Overexpression of the Endosomal Anion/Proton Exchanger ClC-5 Increases Cell Susceptibility toward Clostridium difficile Toxins TcdA and TcdB

Virulent C. difficile toxins TcdA and TcdB invade host intestinal epithelia by endocytosis and use the acidic environment of intracellular vesicles for further processing and activation. We investigated the role of ClC-5, a chloride/proton exchanger expressed in the endosomes of gastrointestinal epithelial cells, in the activation and processing of C. difficile toxins. Enhanced intoxication by TcdA and TcdB was observed in cells expressing ClC-5 but not ClC-4, another chloride/proton exchanger with similar function but different localization. In accordance with the established physiological function of ClC-5, its expression lowered the endosomal pH in HEK293T cells by approximately 0.6 units and enhanced approximately 5-fold the internalization of TcdA. In colon HT29 cells, 34% of internalized TcdA localized to ClC-5-containing vesicles defined by colocalization with Rab5, Rab4a, and Rab7 as early and early-to-late of endosomes but not as Rab11-containing recycling endosomes. Impairing the cellular uptake of TcdA by deleting the toxin CROPs domain did not abolish the effects of ClC-5. In addition, the transport-incompetent mutant ClC-5 E268Q similarly enhanced both endosomal acidification and intoxication by TcdA but facilitated the internalization of the toxin to a lower extent. These data suggest that ClC-5 enhances the cytotoxic action of C. difficile toxins by accelerating the acidification and maturation of vesicles of the early and early-to-late endosomal system.

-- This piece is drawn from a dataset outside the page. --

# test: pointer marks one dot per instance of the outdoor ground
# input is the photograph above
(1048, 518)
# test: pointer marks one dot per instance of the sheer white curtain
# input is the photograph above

The dispensable role of electrogenic ion transport suggests that the voltage-dependent nonlinear capacitances of mammalian CLC transporters serve important physiological functions. Our data shed light on the intersection between the endocytotic cascade of host epithelial cells and the internalization pathway of the large virulence C. difficile toxins. Identifying ClC-5 as a potential specific host ion transporter hijacked by toxins produced by pathogenic bacteria widens the horizon of possibilities for novel therapies of life-threatening gastrointestinal infections.